Individual piRNA-pathway genes are aberrantly expressed in cancer without evidence for the reactivation of functional piRNA silencing. (A and B) Gene expression of core piRNA-pathway genes in human tissues (Genotype-Tissue Expression) (A) and tumor samples (TCGA) (B); red indicates “on”: 25th percentile RSEM >5. Abbreviations of tumor types are according to TCGA, with the number of individual samples indicated in brackets. (C) Expression of select piRNA-pathway genes in 645 human cancer cell lines (on: RPKM >5). (D) The top five cell lines ranked by aberrant PIWIL1 expression. (E) A simplified model of mammalian piRNA pathways highlighting conserved piRNA biogenesis factors. (F) Expression of full-length PIWIL1 in COLO205 by RNA-seq (read coverage track), and Western blotting (WB) (Inset) of an endogenously FLAG-tagged allele. (G) Length distribution (nucleotides) of total small RNAs [yellow bars; read counts normalized to total microRNAs (miRNAs) (×106)] and small RNAs that coimmunoprecipitate (IP) with F-PIWIL1 (purple, n = 4) or a negative control (blue, n = 1) [read counts normalized to total reads (×106)], and their genomic annotation (Inset) (Pearson: P = 1). (H) Differential gene expression [log10 (TPM + 1)] and transposon transcript abundance [log 10 (normalized counts + 1)] upon PIWIL1 knockdown (kd) (y axis, Left) and knockout (ko) (y axis, Right) compared with wild-type (wt) COLO205 (x axis).
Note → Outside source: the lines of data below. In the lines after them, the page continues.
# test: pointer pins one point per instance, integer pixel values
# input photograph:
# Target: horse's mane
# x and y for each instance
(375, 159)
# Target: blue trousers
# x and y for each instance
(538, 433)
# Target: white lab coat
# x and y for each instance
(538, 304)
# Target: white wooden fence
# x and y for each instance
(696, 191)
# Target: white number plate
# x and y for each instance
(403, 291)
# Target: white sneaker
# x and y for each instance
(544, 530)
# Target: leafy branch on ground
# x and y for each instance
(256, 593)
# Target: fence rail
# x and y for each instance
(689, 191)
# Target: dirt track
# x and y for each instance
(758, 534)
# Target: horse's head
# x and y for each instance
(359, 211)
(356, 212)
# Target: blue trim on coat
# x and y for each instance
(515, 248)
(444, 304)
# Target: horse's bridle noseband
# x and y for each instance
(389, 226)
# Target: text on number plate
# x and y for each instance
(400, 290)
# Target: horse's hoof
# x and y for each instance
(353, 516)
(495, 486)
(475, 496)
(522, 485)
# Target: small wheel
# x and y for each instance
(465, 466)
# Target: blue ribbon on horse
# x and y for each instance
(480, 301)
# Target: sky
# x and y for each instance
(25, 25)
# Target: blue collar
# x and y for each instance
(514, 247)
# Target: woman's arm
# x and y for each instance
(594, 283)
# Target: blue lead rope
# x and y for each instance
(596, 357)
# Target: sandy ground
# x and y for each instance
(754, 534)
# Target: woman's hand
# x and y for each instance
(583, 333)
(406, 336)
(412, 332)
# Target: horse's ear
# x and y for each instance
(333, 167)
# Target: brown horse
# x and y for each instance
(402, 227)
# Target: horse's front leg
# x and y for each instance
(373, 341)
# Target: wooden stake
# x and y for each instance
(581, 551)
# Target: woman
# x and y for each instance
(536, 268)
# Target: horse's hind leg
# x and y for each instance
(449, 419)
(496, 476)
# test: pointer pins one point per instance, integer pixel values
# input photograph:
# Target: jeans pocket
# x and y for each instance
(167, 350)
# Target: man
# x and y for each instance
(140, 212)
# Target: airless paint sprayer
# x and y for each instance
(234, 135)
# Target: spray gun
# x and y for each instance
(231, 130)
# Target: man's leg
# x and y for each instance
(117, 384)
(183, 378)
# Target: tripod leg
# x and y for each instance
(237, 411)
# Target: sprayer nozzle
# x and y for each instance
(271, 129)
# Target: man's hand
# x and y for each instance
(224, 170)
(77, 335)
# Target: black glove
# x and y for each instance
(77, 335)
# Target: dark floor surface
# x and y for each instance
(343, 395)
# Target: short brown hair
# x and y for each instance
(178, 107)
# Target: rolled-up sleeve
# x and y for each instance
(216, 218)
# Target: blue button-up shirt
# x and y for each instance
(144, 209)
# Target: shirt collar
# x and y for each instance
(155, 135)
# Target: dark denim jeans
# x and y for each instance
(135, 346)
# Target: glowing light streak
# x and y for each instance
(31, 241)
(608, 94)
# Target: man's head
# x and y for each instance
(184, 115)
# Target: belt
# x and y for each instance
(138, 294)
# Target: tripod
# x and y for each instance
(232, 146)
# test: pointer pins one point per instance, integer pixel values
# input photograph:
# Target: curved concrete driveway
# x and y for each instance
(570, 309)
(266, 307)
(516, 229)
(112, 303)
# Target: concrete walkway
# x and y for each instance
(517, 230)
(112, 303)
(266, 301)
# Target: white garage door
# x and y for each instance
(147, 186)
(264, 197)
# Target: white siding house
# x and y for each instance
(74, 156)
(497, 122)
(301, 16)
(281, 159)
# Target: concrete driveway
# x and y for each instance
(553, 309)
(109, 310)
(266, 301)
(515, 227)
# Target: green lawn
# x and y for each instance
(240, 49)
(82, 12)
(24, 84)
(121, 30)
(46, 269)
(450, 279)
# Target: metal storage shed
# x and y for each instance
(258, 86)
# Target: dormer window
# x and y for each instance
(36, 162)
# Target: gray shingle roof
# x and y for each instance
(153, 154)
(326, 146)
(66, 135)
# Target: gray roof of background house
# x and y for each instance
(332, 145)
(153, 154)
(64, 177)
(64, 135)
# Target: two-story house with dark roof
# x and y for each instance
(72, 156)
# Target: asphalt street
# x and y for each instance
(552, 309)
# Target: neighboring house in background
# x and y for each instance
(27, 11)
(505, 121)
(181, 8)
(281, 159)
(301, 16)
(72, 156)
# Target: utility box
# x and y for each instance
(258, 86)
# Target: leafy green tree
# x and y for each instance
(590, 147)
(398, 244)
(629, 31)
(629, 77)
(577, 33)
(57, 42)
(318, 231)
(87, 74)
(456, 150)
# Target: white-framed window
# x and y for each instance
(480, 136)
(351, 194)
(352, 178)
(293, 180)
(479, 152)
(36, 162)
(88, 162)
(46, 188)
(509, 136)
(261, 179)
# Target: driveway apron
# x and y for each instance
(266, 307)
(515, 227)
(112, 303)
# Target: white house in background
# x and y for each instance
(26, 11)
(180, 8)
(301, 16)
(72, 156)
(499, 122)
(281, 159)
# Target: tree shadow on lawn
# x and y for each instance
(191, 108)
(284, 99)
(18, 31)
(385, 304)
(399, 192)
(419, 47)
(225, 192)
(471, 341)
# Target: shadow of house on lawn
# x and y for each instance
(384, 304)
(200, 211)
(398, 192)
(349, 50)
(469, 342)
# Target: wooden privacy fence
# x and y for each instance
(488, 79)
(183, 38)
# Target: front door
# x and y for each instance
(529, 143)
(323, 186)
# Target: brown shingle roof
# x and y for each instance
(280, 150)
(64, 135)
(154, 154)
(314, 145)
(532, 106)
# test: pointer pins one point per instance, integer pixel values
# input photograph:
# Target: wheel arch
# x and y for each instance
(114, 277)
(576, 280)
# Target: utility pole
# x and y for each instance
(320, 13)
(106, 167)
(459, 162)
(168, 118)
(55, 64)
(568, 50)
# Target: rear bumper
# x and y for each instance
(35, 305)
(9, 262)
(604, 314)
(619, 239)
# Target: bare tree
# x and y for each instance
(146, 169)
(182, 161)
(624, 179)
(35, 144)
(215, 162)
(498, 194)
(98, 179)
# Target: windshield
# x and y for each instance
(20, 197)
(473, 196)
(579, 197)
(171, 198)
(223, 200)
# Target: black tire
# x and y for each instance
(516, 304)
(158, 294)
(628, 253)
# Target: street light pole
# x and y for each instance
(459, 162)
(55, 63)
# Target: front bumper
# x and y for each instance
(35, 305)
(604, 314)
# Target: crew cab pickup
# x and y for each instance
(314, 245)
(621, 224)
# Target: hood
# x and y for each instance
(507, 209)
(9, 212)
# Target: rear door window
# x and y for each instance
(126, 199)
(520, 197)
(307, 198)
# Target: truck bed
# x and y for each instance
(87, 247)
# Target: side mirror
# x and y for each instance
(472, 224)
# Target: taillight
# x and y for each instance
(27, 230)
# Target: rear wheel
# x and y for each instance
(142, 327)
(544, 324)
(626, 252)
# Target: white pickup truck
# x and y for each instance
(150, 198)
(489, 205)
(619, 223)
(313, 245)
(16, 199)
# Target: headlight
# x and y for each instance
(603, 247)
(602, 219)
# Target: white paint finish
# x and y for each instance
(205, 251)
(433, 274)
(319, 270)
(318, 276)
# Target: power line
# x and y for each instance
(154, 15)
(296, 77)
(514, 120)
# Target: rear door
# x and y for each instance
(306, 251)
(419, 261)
One representative example and Pearson correlation coefficients for three kd (SH1, -2, -3) (Left) and two ko (ko1, ko2) (Right) are shown [red: adjusted P (padj) ≤ 0.05)]. PIWIL1 kd efficacy (Inset Left) and ko1 mutation (Inset Right). RPKM, reads per kilobase million; RSEM, RNA-seq by expectation maximization; SH, short hairpin; snoRNA, small nucleolar RNA; TE, transposable element; TPM, transcripts per million; tRNA, transfer RNA.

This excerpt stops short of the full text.